25. Plumbers and plumbing business. To adopt, by ordinance, if it has a system of waterworks or sewerage, rules and regulations governing plumbing, drainage, and ventilation of plumbing within the limits of the municipality. The standards provided for in such ordinance, however, shall not be lower than the minimum standards provided for in any state plumbing code adopted pursuant to chapter 43-18, but may be higher than such standards. It may prescribe rules and regulations for all materials, constructions, alteration and inspection of pipes, tanks, and fixtures by which water is supplied to the citizens of the municipality, or by which waste or sewage is carried, and may provide that such pipes, tanks, and fixtures shall not be placed in any building in the municipality except in accordance with plans which are approved under the provisions of said ordinance, and that no plumbing shall be done except by plumbers    registered and licensed under state law and under the ordinance, except by a property owner on that person‘s own premises which are occupied as that person’s home or place of residence. The ordinance may provide that all work done by an owner upon that person’s own premises must comply with the provisions of the state plumbing code or a local ordinance, whichever shall prescribe the highest standards. Before the municipality may require a plumber to be licensed by the municipality, it shall provide standards for plumbing in a municipality equal to or in excess of those provided by the state plumbing code. A municipality may adopt the state plumbing code as a whole as an ordinance of the municipality by reference without the necessity of publishing the text therefor.

26.    Transient business and amusements. To license, tax, regulate, remove, suppress, and prohibit fortune-tellers, astrologers, and all persons practicing palmistry, clairvoyancy, mesmerism, and spiritualism, hawkers, peddlers, pawnbrokers, theatricals and other exhibitions, shows and amusements, ticket scalpers, and employment agencies, and to revoke the license at pleasure, except that the provision in this subsection with reference to hawkers and peddlers shall not apply to persons selling or offering for sale the products raised or grown on land within this state.

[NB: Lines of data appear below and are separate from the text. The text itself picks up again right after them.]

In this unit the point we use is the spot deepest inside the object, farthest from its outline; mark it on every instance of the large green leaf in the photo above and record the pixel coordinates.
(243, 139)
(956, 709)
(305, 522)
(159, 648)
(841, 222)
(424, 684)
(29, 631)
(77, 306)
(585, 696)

27.    Draymen, taxi drivers, porters, and others pursuing like occupations. To license, tax, regulate, and prescribe the rates charged by draymen, parcel delivery men, busdrivers, taxi drivers, porters, expressmen, watermen, and others pursuing like occupations, and the operation of taxicabs. Provided, all motor vehicles used in ridesharing arrangements, as defined in section 8-02-07, are not taxicabs.

28.    Runners for stages and other things or persons. To license, regulate, tax, and restrain runners for stages, buses, cars, public houses, or other things or persons.

29.    Alcoholic beverages. To regulate the use and to regulate and license the sale of alcoholic beverages subject to the provisions contained in title 5.

30.    Bowling alleys, pool, billiards, theaters, and motion picture theaters. To license, regulate, and tax bowling alleys, theaters, motion picture theaters, and pool or billiard tables, or any other tables or implements kept or used for similar purposes in any public place.

31.    Markets, market houses, and slaughterhouses. To establish, purchase, erect, lease, rent, manage, maintain, regulate, and provide for the use of markets and market houses, municipal slaughterhouses, or abattoirs.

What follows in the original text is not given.